With that he pressed a bundle of papers into my hand, and bade me leave him.

As I left the tent I heard a scuffling of feet. I darted in the direction in which I thought they had gone, and there sure enough, running as if he wanted to break a hundred yards record, I perceived the Ranee's Chamberlain. I set off after him, nothing loth to give an example of my speed. Besides, if the old fellow had overheard us our doom was sealed; it was necessary to capture and silence him. In ten strides I was close up to him. In another moment I was near enough to seize him. I stretched out my hand to do so, when suddenly he gave two short yells, turned round in a swift pirouette, and, before I had realised what had happened, landed me a tremendous kick full on the chest. The force of the blow was terrible, and only my iron bones could have withstood it. Seeing that I still advanced he made at me again. This time, however, I was too quick for him.
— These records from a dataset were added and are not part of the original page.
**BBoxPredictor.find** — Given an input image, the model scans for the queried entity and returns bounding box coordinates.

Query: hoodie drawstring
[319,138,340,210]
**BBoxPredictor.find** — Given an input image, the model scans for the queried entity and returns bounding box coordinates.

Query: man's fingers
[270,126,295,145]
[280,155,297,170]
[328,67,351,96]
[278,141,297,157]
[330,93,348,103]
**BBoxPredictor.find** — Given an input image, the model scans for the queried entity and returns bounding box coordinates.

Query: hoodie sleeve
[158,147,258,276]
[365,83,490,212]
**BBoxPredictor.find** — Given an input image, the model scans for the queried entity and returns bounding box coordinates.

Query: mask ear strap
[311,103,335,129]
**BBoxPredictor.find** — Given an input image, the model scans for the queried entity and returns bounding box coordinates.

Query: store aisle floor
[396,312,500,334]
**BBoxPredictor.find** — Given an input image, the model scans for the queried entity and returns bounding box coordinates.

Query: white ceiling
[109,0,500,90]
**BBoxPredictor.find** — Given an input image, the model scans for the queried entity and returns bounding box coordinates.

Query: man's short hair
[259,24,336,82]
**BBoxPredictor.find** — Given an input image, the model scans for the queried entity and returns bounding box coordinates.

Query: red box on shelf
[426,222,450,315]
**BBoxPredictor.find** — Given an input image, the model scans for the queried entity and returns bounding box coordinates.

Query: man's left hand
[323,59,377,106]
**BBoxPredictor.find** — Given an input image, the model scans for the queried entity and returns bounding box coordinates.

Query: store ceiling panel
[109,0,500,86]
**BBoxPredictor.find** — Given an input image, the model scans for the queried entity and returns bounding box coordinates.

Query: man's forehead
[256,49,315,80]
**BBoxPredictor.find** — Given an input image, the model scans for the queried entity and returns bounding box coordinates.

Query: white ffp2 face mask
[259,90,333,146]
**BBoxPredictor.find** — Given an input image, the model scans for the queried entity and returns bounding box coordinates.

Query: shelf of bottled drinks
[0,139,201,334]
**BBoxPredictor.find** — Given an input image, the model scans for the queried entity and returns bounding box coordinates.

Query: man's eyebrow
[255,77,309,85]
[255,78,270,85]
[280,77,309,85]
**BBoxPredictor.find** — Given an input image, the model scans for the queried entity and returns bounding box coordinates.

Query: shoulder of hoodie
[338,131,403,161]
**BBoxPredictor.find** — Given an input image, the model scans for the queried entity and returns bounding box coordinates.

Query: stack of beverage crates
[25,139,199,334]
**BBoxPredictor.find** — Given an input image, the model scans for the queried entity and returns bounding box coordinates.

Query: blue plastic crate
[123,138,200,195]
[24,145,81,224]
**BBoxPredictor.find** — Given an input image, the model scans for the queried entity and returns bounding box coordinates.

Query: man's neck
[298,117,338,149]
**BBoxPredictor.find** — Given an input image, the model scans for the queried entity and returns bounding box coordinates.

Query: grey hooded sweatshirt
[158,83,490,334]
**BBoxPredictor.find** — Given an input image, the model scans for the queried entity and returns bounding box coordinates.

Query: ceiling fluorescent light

I seized him by his uplifted ankle, and, regardless of his appeal for mercy, whirled him three times round my head and flung him from me. His shoe remained in my hand, but beyond that no trace of the miserable Chamberlain has ever been discovered. He simply vanished from human knowledge as completely as though his body had been resolved into its elements. It is true that Professor Spooks of the University of Caffraria declared that a new meteor had on that very day appeared in South Africa travelling eastwards. His discovery was scoffed at by the scientific, but for my own part I have sometimes thought that, with a telescope of sufficient power, the learned Professor might have been able to establish an identity between his supposed comet and the lost Chamberlain of the Ranee.

Having thus dispatched my foe, I returned to my own quarters to study the papers of the Meebhoy.